Building a CI/CD Pipeline That Actually Works
Lessons from setting up CI/CD for 50+ projects across different tech stacks.
Every team starts with the same CI/CD dream: push code, tests run, deployment happens, everyone's happy. But after setting up pipelines for 50+ projects at Vaarak, I can tell you that the gap between a "working" pipeline and a production-grade one is enormous. A bad CI/CD pipeline is worse than no pipeline — it's slow, flaky, and creates a false sense of security.
This article shares the patterns, anti-patterns, and hard-won lessons from building CI/CD systems across Next.js apps, Python microservices, mobile apps, embedded firmware, and monorepos. Whether you're starting from scratch or improving an existing pipeline, these principles apply universally.

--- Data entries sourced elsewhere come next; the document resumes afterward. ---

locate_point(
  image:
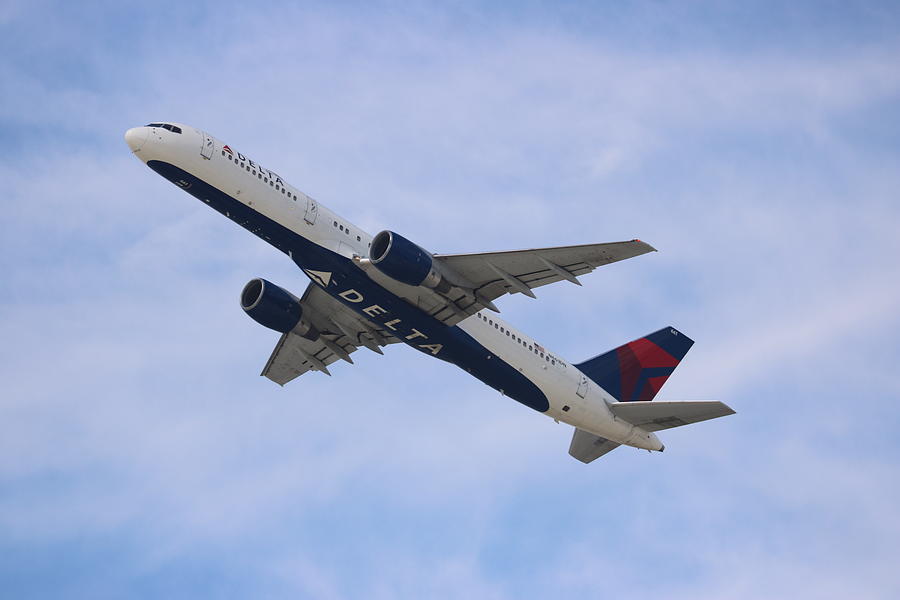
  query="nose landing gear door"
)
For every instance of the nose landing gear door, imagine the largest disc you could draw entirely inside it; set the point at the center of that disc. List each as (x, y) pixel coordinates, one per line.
(207, 148)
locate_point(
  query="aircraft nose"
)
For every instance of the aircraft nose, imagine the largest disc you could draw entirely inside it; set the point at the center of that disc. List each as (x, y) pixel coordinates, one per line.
(135, 137)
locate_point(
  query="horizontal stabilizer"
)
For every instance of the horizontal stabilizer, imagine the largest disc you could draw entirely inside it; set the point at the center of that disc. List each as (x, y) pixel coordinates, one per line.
(587, 446)
(655, 416)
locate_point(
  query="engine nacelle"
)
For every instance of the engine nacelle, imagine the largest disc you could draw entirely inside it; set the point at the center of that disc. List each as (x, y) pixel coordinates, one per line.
(400, 259)
(274, 307)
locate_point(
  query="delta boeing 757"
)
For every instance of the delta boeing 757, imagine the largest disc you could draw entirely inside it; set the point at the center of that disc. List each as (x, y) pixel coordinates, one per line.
(371, 292)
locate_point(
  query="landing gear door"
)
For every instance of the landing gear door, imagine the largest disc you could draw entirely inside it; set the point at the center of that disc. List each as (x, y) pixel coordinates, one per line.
(582, 387)
(312, 211)
(207, 148)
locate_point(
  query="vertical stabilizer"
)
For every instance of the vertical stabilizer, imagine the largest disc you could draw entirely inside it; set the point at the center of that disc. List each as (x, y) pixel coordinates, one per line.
(637, 370)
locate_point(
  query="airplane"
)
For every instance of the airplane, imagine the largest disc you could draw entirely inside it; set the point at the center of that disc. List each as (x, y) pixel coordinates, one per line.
(373, 291)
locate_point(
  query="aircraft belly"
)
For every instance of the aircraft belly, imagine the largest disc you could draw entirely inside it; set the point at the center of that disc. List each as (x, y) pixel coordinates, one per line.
(353, 288)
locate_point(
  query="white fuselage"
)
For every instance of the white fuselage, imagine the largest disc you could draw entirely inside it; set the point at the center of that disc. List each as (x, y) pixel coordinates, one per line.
(572, 397)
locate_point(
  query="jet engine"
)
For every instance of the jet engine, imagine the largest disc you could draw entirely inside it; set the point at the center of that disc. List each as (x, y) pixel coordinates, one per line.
(404, 261)
(275, 308)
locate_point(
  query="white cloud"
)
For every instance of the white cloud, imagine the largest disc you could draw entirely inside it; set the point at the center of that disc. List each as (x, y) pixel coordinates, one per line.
(132, 409)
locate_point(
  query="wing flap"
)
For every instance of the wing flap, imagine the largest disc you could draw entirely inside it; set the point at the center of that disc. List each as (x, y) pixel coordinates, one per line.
(588, 447)
(494, 274)
(340, 333)
(656, 416)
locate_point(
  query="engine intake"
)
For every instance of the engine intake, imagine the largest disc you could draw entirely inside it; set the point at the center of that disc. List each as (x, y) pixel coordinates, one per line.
(273, 307)
(400, 259)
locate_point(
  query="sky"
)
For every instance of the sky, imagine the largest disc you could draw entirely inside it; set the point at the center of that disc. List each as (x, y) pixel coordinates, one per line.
(755, 145)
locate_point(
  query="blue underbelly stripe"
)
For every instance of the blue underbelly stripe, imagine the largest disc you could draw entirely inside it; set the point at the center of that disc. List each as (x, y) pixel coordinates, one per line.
(457, 346)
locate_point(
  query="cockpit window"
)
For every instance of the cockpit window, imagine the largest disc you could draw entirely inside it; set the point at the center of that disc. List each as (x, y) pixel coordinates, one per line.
(172, 128)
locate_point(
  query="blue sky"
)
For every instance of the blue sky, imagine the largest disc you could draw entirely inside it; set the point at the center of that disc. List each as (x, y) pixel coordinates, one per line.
(755, 146)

Principle 1: Speed Is a Feature
If your CI pipeline takes 30 minutes, developers will stack PRs, context-switch to other tasks, and lose the feedback loop that makes CI valuable. Our target: under 5 minutes for the critical path (lint + type-check + unit tests), under 15 minutes for the full pipeline including integration tests and deployment.
- Parallelize everything: Run lint, type-check, and tests in parallel jobs, not sequentially
- Cache aggressively: npm/yarn/pnpm cache, Docker layer cache, build cache (Next.js .next/cache, Turborepo)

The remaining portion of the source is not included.